Dominic Siciliano, sales manager, Agent Alliance Corp. and president of the West Michigan Association of Health Underwriters:

“Full repeal will not occur. Not yet. I don’t think it will ever happen. There’s a lot of pieces on the table,” said Siciliano, a former high school basketball coach.

Among them: the CLASS Act that aims to pay for long-term care insurance; the section that prohibits companies from offering plans of differing quality to different classes of employees; a provision known as 1099, which requires reporting of business transactions; the mandate that employers of 50 or more must offer insurance or face fines; and, outside of health care reform, the pending cut in Medicare payments to doctors.

“We have all these little parts of it, a gigantic puzzle,” Siciliano said.

Dr. Paul Farr, Grand River Gastroenterology and former president of the Michigan State Medical Society:

“Why are they going to do that when there’s a president who will veto it and a Senate that won’t even bring it up? I think what they are doing is for the sheer politics of it. When you’re undergoing something just for political purposes, what’s the point?” said Farr, who performs colonoscopies, one of the preventive services that PPACA now requires insurance companies to cover.

“When we see anybody that comes with XYZ Insurance, we don’t know if they have screening or if they don’t, and there are codes that have ‘gotcha’ in them. I’ll give you an example: A person will have to pay … if we don’t find a polyp. In other plans, if we find a polyp, then it wasn’t screening, then it was to take care of the polyp, and therefore (the insurance company) won’t pay because it’s not screening. It’s a Catch-22. And then we get yelled at because we coded it wrong.

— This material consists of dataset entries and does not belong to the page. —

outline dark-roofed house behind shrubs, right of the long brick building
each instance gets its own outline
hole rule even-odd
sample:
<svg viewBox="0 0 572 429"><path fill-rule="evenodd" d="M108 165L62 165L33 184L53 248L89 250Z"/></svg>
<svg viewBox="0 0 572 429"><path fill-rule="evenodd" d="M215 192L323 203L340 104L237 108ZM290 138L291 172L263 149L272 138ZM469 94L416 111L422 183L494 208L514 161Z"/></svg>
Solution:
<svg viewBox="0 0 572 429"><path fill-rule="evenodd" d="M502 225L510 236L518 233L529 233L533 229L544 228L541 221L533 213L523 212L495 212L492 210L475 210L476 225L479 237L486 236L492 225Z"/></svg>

“If we had regulations that made sense, that were applicable in a normal day… if Congress wants to fine tune it, I think that’s admirable. That is something that makes sense to me. But to say we’re going to repeal it, I think that’s misguided.

“There are many things in the legislation I like; there are many things that I dislike. But all in all, we can work with it. But the most scary words are ‘the secretary shall promulgate regulations.’ That’s what scares the living daylights out of us.

“My personal goal is that everybody has access to health care.”